Кис покачал головой, удивляясь самонадеянности этой женщины. Она хитра, ничего не скажешь, у нее есть способности к логическому мышлению, это очевидно, но ее ограниченность, в том числе и эмоциональная, сближала ее со сводным братом… Или мужем? Впрочем, ему, Кису, без разницы. Разница если и была, то лишь в том, что поступки Антона объяснялись врожденным умственным дефектом, а у Светы не имелось даже этого оправдания.
– Мы знаем вашу фамилию, Света. У Антона точно такая же, не правда ли? Мы располагаем его фотографией: вчера, пока вы сосредоточенно вслушивались в комнате Элеоноры в наш с Аллой Владимировной диалог, Ирина по моей просьбе обыскала вашу сумку, и в частности ваше портмоне, а в нем обнаружилась маленькая фотография Антона, которая завтра же уйдет в розыск… Без вашего руководства Антон быстро проколется: он, надо думать, отличный тактик, но стратегом в вашем тандеме были вы, Света… Вы, должно быть, и вправду его очень любите, – тихо добавил Кис. – Только теперь вы ничем ему не сможете помочь. И себе тоже.
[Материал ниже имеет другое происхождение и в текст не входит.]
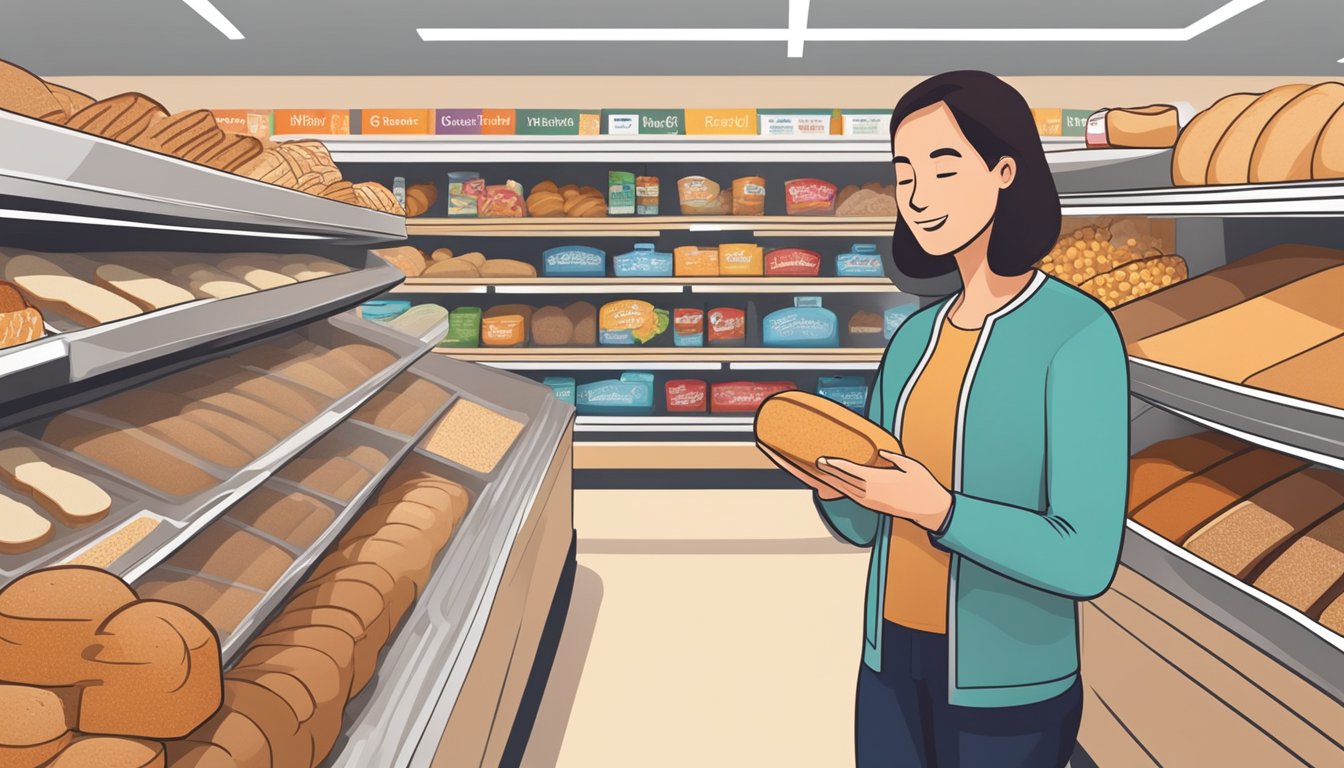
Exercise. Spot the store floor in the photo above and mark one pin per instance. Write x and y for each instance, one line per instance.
(706, 628)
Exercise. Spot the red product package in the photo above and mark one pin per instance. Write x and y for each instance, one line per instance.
(726, 326)
(743, 397)
(687, 396)
(809, 197)
(793, 262)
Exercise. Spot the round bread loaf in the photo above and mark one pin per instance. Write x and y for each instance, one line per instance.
(803, 427)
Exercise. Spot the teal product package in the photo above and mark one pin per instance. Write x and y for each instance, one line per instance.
(863, 260)
(850, 392)
(562, 388)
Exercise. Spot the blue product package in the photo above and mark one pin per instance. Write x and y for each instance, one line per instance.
(894, 316)
(562, 388)
(383, 311)
(643, 262)
(632, 394)
(863, 260)
(850, 392)
(573, 261)
(804, 324)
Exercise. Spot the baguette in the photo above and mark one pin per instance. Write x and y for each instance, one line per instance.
(803, 427)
Алла, хранившая молчание все это время, вдруг произнесла сдавленным голосом:
– Эта фотография, где она? Дайте мне ее…
Кис вынул – на этот раз из своего портмоне – маленький четырехугольник и протянул актрисе. Она взяла, надела очки, поднесла поближе к свету.
Ни Алексей, ни Света не видели ее лица – Алла повернулась к ним спиной, но оба увидели, как затряслись ее плечи, хотя до их слуха не донеслось ни звука.
Сколько раз она плакала в своей жизни – вот так, безмолвно, беззвучно, чтобы никто: ни муж, ни посторонние – не узнал о том, как ей плохо, как ей скверно, как ей невмоготу жить от душившего ее презрения и одиночества?..
Света, глядя на спину Измайловой, вдруг скривилась от плача.
– Маленький мой, Тошенька, что же я наделала, а? Тошенька, деточка, братик мой, муж мой, что же я наделала-а-а!!!